Cameron Hepburn

The surrender charge on international units in the Australian ETS

LSE Grantham Institute, January 2012.

On 8 November 2011, the Australian Senate passed the Clean Energy Future package of 18 bills without amendment. Among other things, these bills introduce carbon pricing arrangements for Australia, starting with a fixed-price regime from 1 July 2012 and moving to a floating-price emissions trading scheme from 1 July 2015.1 The Clean Energy Bill includes provisions for a ‘price floor’ in the emissions trading scheme. This is a minimum carbon price established by setting a reserve price in the auctions of emission allowances. The emissions trading scheme also allows liable entities to comply by surrendering international units, such as Certified Emission Reductions. However, the use of international units could potentially undermine the price floor, if the price of such international units is low. A top-up fee, referred to as a ‘surrender charge’, is therefore contemplated to be payable if the price of the relevant international unit is below the price floor. Provision for this surrender charge is made in the legislation (see Appendix for selected provisions).

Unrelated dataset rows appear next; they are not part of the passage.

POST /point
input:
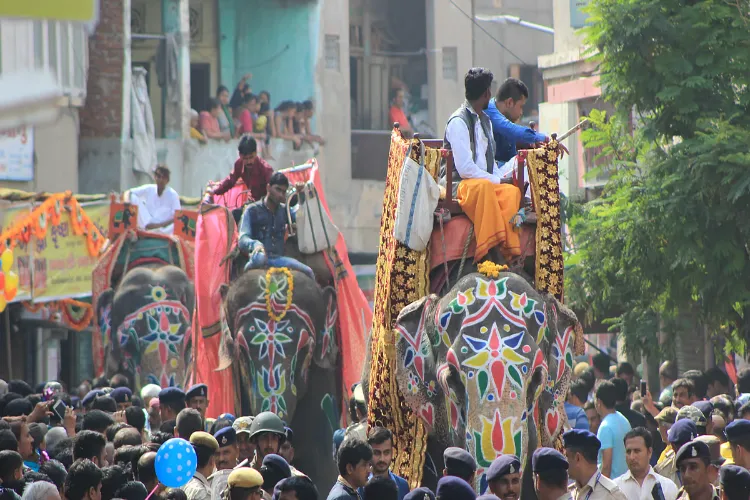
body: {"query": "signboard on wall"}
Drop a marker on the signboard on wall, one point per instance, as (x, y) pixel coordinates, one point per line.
(62, 263)
(69, 10)
(17, 154)
(577, 16)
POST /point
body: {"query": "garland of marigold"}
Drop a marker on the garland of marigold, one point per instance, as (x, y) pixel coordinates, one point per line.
(268, 292)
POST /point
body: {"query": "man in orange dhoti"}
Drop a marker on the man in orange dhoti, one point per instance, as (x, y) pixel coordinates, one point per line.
(489, 203)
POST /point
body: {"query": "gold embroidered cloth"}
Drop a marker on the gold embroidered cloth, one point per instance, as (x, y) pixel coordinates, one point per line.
(402, 277)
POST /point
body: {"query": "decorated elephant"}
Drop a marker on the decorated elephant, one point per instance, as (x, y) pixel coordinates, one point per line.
(145, 322)
(487, 368)
(279, 336)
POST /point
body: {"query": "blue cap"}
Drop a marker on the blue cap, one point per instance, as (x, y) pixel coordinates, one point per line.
(278, 462)
(122, 395)
(693, 449)
(420, 494)
(735, 482)
(91, 396)
(682, 431)
(171, 395)
(455, 488)
(460, 460)
(226, 436)
(502, 466)
(581, 439)
(198, 390)
(545, 459)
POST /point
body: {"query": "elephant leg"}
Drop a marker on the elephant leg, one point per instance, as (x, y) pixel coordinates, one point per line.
(316, 418)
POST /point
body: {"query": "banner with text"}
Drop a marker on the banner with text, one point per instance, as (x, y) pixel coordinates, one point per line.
(62, 264)
(22, 251)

The Australian Department of Climate Change and Energy Efficiency approached the Grantham Research Institute at the London School of Economics for advice about the interaction of the price floor and the use of international units. At a meeting in London on 1 December 2011, along with representatives from Climate Bridge and Vivid Economics, researchers from the Grantham Research Institute addressed various options for the design of the ‘surrender charge’, and assessed the various design options in terms of their ability to meet the objectives of the Australian carbon pricing mechanism. Subsequent discussions and input has been provided by members of the Grattan  Institute in Australia. The conclusions of this analysis are presented in this Policy Paper. The core conclusion is that the ‘surrender charge’ should be equal to the floor price minus the 1-month moving average price of secondary (i.e. issued) international units as revealed on a transparent, liquid market (rather than by reference to private bilateral trades), calculated at the date of surrender of the international unit.2 Shortly after this meeting, the government released a discussion paper entitled Price floor for Australia’s carbon pricing mechanism: Implementing a surrender charge for international units (the Discussion Paper). The Discussion Paper sets out four options for implementation. The recommendation in this Policy Paper most closely corresponds to Option 3 of the Discussion Paper. This Policy Paper provides an overview of the basic economics of international units (section 2.1) and carbon price floors (section 2.2) before presenting the economic theory of their interaction (section 2.3). We then describe some design options for the ‘surrender charge’ in section 3. Our recommended design for the surrender charge, and supporting reasons, are presented in section 4.